This activity from Vietnam demonstrates some of the skills that can be taught by feeding farm animals. When trying to decide which part of a given task youth who are blind or visually impaired might be able to do, begin with a task analysis.
A task analysis is a list of all of the steps involved in a given task or activity, listed in sequence. This can be broken down into very small steps, or into larger groups of steps, depending on the needs and abilities of an individual. Once the list of steps has been created, the family and other members of the team can look at what adaptations or modifications might be necessary, how much help will be needed, and what may be done independently.
In this example, the steps might be:
1. Prepare food for the pig or other animal.
This might include cooking the food, as with the rice and sauce in this photo. The animal might also be eating leftover food that the family did not eat, and in this case the food that will go to the pig can be identified and placed in a bucket or other vessel.

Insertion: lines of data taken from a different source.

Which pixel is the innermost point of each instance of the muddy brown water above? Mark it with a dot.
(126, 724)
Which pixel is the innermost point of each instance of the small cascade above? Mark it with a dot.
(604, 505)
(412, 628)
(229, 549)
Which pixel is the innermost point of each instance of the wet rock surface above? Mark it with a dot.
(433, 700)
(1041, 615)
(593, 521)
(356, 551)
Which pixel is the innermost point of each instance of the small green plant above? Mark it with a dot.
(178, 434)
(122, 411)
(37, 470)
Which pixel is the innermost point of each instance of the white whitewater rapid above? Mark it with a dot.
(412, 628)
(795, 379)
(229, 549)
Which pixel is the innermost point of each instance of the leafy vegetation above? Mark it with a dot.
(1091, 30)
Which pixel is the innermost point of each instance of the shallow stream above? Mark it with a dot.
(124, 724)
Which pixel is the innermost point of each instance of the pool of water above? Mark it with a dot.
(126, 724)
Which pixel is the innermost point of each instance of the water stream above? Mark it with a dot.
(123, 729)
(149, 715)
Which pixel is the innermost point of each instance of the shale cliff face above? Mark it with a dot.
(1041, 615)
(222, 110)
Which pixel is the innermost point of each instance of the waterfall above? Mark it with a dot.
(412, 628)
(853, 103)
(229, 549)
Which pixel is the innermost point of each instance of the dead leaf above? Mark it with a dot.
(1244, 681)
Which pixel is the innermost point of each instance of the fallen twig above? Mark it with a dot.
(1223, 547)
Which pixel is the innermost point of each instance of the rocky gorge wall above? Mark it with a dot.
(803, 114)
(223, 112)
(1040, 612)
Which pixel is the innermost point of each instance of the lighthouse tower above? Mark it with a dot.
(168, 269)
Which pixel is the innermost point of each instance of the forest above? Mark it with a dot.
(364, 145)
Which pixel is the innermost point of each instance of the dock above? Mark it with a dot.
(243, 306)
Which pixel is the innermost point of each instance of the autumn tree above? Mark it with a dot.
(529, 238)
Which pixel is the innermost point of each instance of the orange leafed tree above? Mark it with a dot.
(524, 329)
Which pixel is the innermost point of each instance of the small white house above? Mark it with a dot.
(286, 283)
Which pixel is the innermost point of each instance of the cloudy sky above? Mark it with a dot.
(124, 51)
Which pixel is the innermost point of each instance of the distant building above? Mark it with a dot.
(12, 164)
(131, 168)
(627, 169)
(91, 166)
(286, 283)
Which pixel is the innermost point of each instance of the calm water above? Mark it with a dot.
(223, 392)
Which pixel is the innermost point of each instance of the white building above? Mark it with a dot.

2. Carry the food to the place where the animal lives or where it will eat.
If the youth is unable to carry it independently, look at other ways it might be transported, as, for example, on a small cart. Another option would be to have the youth carry a very small quantity (maybe only a cup of the food) and then someone else can carry the rest of it.
3. Place the food in the trough or food dish.
In this photo, the girl holds a big metal bowl with one hand, while placing the food in a trough in front of a row of pigs. As with above, if the youth is not able to do this independently, look at which parts she might be able to do. Would it work with a smaller quantity? Or maybe just scooping food out of the bowl while someone else holds the bowl?
4. Interact with the animals to be sure that they have had enough to eat and are doing well.
In this photo the girl pats the pigs, and this helps to establish a connection with the animals. You can encourage the youth to talk to the animals and to touch them
5. Carry the empty bucket or vessel away and wash it for next time.
Again, this may be something that the youth is able to do independently, or it may be that he or she just does a portion of it.
Even if the youth is not able to do all of the steps in a given activity, he or she should be involved in all of the steps and be told about what is happening next.
Make a basket that can be used to place the food in or to carry it to the barn.
In this photo, a girl weaves a basket using a wooden or straw frame. While not everyone will be able to do all of the steps of this activity, this is an example of how a task can be expanded.